Not only did I feel like an outsider by the way I looked, but even more so, in the way I felt and in how I saw the world. I looked at the families around me, and some of my leaders, and saw perfection.  I saw the epitome of what I thought a good Mormon should look like.  It wasn’t me.  I was a Mormon Misfit.

What I’ve come to learn and understand through life experience is that almost everyone we encounter in the church feels this way.  As I’ve served in callings alongside many of those that I had assumed were the “perfect” Mormons, I found that they too had doubts, insecurities, and challenges.  They experienced moments when they felt like frauds for being Lamans or Lemuels sitting in, what they also assumed to be, a congregation of Nephis.

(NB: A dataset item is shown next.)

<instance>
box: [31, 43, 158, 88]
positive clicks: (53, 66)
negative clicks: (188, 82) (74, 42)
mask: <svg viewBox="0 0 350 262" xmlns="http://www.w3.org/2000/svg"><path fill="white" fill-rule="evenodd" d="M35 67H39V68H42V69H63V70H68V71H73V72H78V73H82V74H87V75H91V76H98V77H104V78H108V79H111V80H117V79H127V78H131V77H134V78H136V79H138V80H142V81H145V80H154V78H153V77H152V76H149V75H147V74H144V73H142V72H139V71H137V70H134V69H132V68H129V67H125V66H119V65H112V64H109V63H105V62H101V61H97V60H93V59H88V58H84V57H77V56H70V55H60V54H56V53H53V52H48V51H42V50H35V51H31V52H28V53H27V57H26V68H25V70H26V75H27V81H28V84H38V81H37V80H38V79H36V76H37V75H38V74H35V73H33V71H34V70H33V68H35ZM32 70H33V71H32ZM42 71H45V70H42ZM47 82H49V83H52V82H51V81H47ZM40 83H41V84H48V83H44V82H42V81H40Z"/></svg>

The gospel is the great equalizer.  It forces us to step outside of our comfort zones and serve and love those that we may not have otherwise chosen to even interact with.  It’s not easy and it doesn’t come naturally, but I am grateful for an organization that has put me in circumstances that have helped refine my guarded soul.

We are all Mormon Misfits.  We have different backgrounds and different cultures but the same hurt and the same joy.  We have the same faith, which has the power to gather a bunch of weirdo’s together into a collision of beautiful chaos.  Sometimes we fail.  Sometimes we offend.  But oftentimes we soar and do a whole lot of good.

So a call to arms to all Mormon Misfits:

Continue to believe, and go and light the dark.